WriteMark

Plain Language Standard

Why the WriteMark matters more than ever in the age of AI writing

A woman in a tank top using a VR headset.

Photo by cottonbro studio / Pexels licence

One of our favourite plain language mottos adorns the wall in massive text at Write’s Wellington office. It’s from Sir Ernest Gowers’ book, Plain Words: ‘Be short, be simple, be human’.

It’s a motto that follows its own advice.

In the burgeoning age of ‘AI’ text generation, human writing for human readers is more important than ever. And that makes the WriteMark an even more valuable symbol of people-centric plainness.

Here’s why a quality mark for clear communication matters even more in the age of AI.

People-centric writing stands out in an AI-generated torrent

The WriteMark has always been a way to show your readers you care.

The heart-shaped symbol demonstrates your commitment to being clear, open, and customer-focused. It signals to your audience that you’ve gone the extra mile to ensure they understand what you’re telling them, which builds trust and confidence.

We think readers will particularly appreciate the WriteMark’s quality promise as AI writing proliferates. AI-generated text risks ‘infecting’ AI training data — the library of information that AI tools use to create their responses. This may degrade the quality of AI outputs over time, as they reinforce and amplify their own distortions and biases. Commentators have called this an ‘AI ouroboros’

Read about the ouroboros on Medium’s website

In this uncertain future of AI writing, the WriteMark will signify people-centric writing that gives readers confidence and helps to form human connections between author and audience.

Our human assessors give human insights

In a WriteMark assessment, qualified experts read documents, assess them against 25 carefully selected criteria, and produce a report packed with insights and recommendations. They apply a critical eye, drawing on their experience and understanding — as both writers and readers — to identify what works and what needs work. This experience and insight helps to shape documents that serve their writers — and their readers.

AI can do some incredible things, if you know how best to use it. By drawing from untold libraries of human writing and thought, it can generate convincing text and images in the blink of an eye. It can educate and entertain, adapting its tone and language for any conceivable audience. But AI is not critical, creative, or insightful — not yet.

Big-picture elements require critical thought

AI can provide lots of helpful advice for some of the more mechanical aspects of plain language, like sentence structure and word choice. But humans can still do a few things better — like thinking.

‘Artificial intelligence’ is a bit of a misnomer, because tools like ChatGPT and DALL·E 3 are not thinking or creating. They draw on vast sets of training data from the web and use predictive patterns to spit out realistic answers to prompts.

This means AI would struggle to meet or assess some WriteMark criteria, especially big-picture elements. It takes critical thought to determine whether a document has:

  • a clear purpose
  • an overall structure that helps readers to understand it
  • answers to all the questions a reader is likely to ask.

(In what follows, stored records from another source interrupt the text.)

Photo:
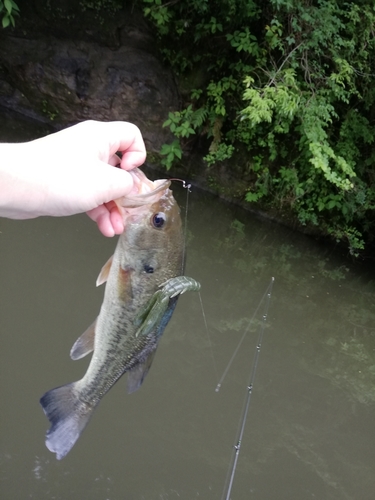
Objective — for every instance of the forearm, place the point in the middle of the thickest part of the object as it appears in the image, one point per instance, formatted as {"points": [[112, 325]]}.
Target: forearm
{"points": [[21, 189]]}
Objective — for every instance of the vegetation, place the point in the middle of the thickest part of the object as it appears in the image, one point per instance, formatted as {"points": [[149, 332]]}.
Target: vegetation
{"points": [[280, 91], [284, 87], [8, 10]]}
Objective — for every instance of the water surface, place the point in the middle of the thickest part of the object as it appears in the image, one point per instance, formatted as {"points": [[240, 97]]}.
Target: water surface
{"points": [[310, 429]]}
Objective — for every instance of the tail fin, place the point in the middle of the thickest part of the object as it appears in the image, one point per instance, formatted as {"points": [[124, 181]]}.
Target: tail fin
{"points": [[68, 416]]}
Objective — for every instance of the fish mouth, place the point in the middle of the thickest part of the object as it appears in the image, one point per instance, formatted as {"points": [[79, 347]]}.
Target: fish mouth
{"points": [[145, 192]]}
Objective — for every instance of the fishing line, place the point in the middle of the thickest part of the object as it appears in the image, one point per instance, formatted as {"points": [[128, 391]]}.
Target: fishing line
{"points": [[233, 464], [241, 340], [209, 337], [188, 190]]}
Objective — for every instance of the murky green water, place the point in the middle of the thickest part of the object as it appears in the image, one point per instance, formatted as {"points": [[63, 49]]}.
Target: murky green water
{"points": [[310, 431]]}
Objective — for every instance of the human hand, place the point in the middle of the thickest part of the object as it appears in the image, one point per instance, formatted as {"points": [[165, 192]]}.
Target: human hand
{"points": [[72, 171]]}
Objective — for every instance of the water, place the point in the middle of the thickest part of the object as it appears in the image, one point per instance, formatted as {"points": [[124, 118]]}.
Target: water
{"points": [[310, 427]]}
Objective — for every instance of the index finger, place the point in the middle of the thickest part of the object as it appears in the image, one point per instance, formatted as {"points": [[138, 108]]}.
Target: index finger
{"points": [[127, 139]]}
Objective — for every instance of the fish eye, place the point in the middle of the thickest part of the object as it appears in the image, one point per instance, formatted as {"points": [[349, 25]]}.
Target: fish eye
{"points": [[158, 220]]}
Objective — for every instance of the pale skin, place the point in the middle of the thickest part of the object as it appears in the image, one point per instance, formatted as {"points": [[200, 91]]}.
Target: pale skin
{"points": [[72, 171]]}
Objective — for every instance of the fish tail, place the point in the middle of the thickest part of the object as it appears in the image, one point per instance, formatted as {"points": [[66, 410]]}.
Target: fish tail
{"points": [[68, 416]]}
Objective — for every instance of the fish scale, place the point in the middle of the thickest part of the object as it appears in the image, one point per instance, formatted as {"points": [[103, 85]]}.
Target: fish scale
{"points": [[148, 254]]}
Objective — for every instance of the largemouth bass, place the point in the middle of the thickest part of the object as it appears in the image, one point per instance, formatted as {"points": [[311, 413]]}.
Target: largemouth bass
{"points": [[143, 284]]}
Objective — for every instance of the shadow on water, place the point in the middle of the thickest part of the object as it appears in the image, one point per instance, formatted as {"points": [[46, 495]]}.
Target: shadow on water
{"points": [[310, 428]]}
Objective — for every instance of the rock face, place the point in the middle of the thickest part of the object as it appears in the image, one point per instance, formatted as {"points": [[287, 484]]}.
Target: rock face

AI is improving constantly, and quickly. But answering these questions requires critical analysis and holding the ‘big picture’ in mind — skills that today’s AI tools can only imitate.

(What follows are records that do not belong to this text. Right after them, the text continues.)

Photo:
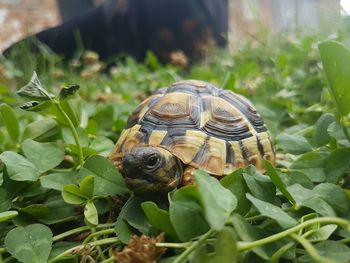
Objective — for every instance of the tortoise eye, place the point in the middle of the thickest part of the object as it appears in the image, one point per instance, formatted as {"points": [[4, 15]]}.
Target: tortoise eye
{"points": [[152, 161]]}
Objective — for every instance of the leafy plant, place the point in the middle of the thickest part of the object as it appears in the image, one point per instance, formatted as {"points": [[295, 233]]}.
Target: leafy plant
{"points": [[61, 200]]}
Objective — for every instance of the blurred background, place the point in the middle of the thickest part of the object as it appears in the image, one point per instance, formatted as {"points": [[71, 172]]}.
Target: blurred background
{"points": [[247, 18]]}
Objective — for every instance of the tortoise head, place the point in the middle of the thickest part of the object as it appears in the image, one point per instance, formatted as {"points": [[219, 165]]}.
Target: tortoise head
{"points": [[151, 170]]}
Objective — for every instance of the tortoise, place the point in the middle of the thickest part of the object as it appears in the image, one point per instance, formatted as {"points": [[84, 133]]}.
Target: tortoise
{"points": [[190, 125]]}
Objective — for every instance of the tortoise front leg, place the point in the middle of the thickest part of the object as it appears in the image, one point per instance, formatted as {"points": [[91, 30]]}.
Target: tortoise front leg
{"points": [[188, 178]]}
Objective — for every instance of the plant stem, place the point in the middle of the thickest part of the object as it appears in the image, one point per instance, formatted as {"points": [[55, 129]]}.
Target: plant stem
{"points": [[78, 248], [310, 249], [183, 256], [242, 246], [174, 245], [276, 256], [108, 260], [78, 230], [99, 233], [345, 240], [346, 132], [73, 130]]}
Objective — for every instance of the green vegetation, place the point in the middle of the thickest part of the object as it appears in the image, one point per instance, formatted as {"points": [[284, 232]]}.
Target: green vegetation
{"points": [[61, 200]]}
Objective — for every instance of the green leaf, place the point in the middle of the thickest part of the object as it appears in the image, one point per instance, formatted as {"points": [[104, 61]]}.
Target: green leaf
{"points": [[102, 145], [293, 143], [321, 136], [185, 205], [336, 164], [35, 105], [249, 233], [41, 130], [159, 219], [10, 121], [69, 138], [274, 212], [336, 251], [323, 233], [131, 220], [58, 180], [44, 156], [218, 202], [19, 168], [308, 198], [30, 244], [332, 250], [225, 247], [108, 181], [90, 213], [334, 195], [87, 186], [5, 200], [68, 91], [260, 186], [72, 108], [74, 194], [34, 89], [235, 183], [271, 172], [336, 131], [335, 57], [312, 165], [4, 216]]}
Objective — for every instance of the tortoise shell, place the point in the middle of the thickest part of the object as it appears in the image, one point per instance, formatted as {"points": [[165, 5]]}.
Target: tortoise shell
{"points": [[206, 127]]}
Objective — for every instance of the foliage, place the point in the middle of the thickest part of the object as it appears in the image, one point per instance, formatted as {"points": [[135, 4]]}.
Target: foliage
{"points": [[61, 200]]}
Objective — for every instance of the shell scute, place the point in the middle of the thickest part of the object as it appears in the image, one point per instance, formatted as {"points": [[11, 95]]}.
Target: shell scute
{"points": [[205, 127]]}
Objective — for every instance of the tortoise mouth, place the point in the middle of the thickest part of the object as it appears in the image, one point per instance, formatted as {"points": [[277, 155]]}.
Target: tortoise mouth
{"points": [[144, 186]]}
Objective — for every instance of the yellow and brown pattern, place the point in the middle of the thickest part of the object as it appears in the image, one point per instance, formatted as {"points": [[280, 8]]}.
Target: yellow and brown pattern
{"points": [[204, 126]]}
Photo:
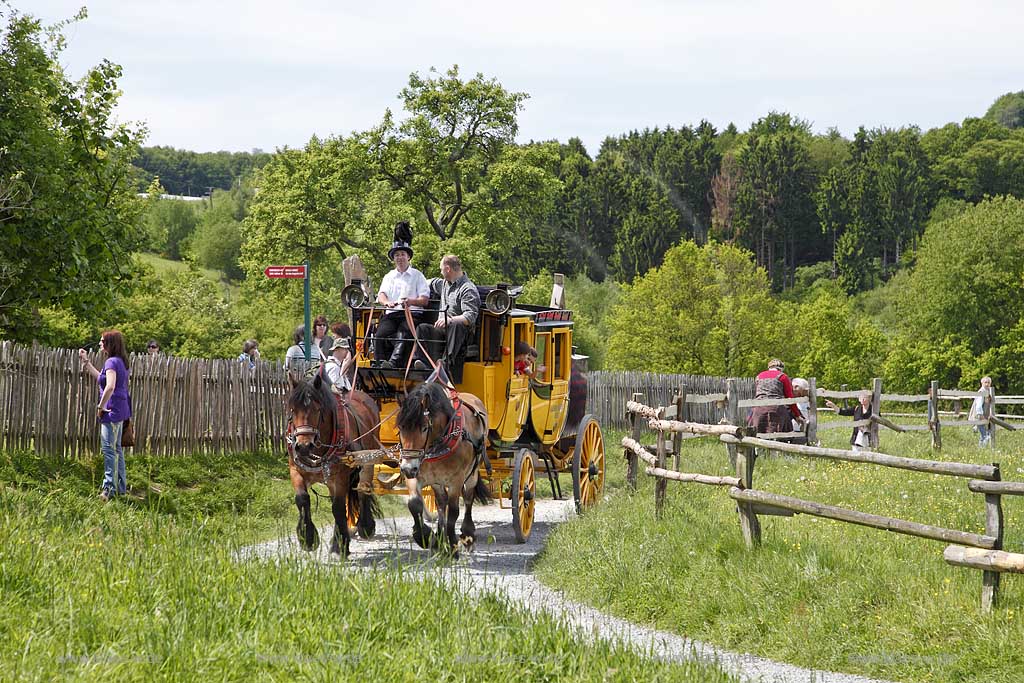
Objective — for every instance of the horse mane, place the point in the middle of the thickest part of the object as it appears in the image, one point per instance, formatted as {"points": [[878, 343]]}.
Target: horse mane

AI can be a cultural liability

Our assessors have another advantage over AI tools — their Kiwi cultural context and sensitivity.

AI tools draw on training data from all corners of the internet. This means they tend to replicate and reinforce existing biases in that data. Aotearoa New Zealand represents a tiny corner of the internet, so our cultural differences are easily overwhelmed by American and European norms in AI’s predictive patterns.

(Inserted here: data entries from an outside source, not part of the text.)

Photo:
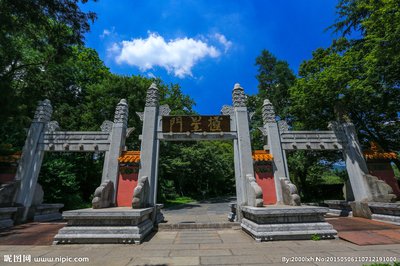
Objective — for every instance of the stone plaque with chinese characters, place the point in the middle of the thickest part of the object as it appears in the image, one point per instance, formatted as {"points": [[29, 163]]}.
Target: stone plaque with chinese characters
{"points": [[196, 123]]}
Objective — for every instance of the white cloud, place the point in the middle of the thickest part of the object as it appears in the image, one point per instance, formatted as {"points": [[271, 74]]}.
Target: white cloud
{"points": [[222, 39], [107, 32], [177, 56]]}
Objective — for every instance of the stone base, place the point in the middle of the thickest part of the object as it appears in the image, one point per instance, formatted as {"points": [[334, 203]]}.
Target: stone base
{"points": [[6, 216], [286, 223], [381, 211], [105, 226], [47, 212], [339, 207], [392, 209]]}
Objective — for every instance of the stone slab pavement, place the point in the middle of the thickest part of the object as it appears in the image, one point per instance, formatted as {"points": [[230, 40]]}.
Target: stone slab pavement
{"points": [[207, 211], [201, 247]]}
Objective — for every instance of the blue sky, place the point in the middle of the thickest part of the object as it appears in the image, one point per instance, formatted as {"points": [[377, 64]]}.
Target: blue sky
{"points": [[207, 46]]}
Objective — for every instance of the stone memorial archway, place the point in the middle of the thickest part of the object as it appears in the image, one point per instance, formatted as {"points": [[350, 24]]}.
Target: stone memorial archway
{"points": [[233, 124]]}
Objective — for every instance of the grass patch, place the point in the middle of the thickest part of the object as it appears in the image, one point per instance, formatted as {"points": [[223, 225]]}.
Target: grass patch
{"points": [[177, 201]]}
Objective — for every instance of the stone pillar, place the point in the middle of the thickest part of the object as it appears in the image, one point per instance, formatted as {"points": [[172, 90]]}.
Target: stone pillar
{"points": [[31, 159], [242, 149], [355, 164], [117, 145], [149, 147], [275, 147]]}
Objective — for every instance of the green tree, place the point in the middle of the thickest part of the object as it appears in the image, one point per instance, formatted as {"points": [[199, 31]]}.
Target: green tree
{"points": [[356, 75], [35, 36]]}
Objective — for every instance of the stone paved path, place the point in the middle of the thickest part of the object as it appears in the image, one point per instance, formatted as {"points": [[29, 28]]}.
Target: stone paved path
{"points": [[210, 211], [203, 247]]}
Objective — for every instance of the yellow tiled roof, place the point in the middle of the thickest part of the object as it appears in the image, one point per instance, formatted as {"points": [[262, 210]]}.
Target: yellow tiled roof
{"points": [[376, 153], [129, 157], [261, 155]]}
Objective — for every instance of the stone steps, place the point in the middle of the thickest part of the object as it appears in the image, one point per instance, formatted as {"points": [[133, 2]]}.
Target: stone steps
{"points": [[197, 226]]}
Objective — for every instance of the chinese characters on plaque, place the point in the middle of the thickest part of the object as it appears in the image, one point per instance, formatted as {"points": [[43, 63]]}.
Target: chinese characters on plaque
{"points": [[196, 123]]}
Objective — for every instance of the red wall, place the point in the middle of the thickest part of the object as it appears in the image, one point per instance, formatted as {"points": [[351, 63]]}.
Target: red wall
{"points": [[265, 179], [127, 181]]}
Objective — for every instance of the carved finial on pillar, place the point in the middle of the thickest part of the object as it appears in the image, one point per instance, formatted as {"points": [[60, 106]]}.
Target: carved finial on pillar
{"points": [[152, 96], [43, 113], [268, 112], [121, 113], [238, 96]]}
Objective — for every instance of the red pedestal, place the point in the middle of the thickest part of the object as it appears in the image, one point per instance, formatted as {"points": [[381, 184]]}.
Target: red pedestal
{"points": [[127, 181], [265, 179], [384, 171]]}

Why does this matter? One element we assess for the WriteMark is whether the document has an appropriate style and tone for its audience. Aotearoa’s cultural context is different from the rest of the world in lots of small ways — as well as the big ones, like the role of te reo and te ao Māori. The words we use and the way we express ourselves are distinct, as are our history, economy, politics, and culture.

AI tools are liable to get these small things wrong, because they draw from the wilderness of the World Wide Web. As well as setting the wrong ‘style and tone’ for our specific cultural context, relying on AI can lead to embarrassing and even offensive errors.

The WriteMark Plus gives unrivalled insight into how readers experience a document

On top of using human experts to assess documents for the WriteMark, we get human non-experts to test how well a document serves its readers for the WriteMark Plus.

User-testing with real readers always uncovers unforeseen sticking points. Human testers can help identify things like:

  • whether a certain word choice or section is confusing
  • whether a document’s structure matches readers’ expectations
  • whether a document is accessible to readers of all abilities
  • whether a document is practical to use in the real world.

AI is clever, and convincing. But there’s simply no substitute for testing a document with its target audience.

AI can be a powerful plain language tool — learn how to use it safely

While human expertise can’t be beaten when it comes to the high standard of the WriteMark, we still recognise the value of this powerful tool.

That’s why Write has added an AI Writing Insights workshop to our roster, and why we’re keeping up to date with advances in the field.

Check out our workshop, AI Writing Insights: Balancing Opportunity and Risk

Read our blog post about how to get the most from AI

How does the WriteMark compare to a new international standard?

Multiethnic businesswomen checking information in documents

We’ve mapped out how the WriteMark sits next to the new ISO Standard. We wanted to be sure our mark of plain language quality aligns with international best practice. And we wanted to understand where and why the two standards differ | Photo by Alexander Suhorucov on www.pexels.com

In June 2023, the International Organization for Standardization, or ISO, released Part 1 of its first-ever Plain Language Standard. The ISO Standard offers guidelines for writing in plain language, arranged around four organising principles. These establish that information should be relevant, findable, understandable, and usable.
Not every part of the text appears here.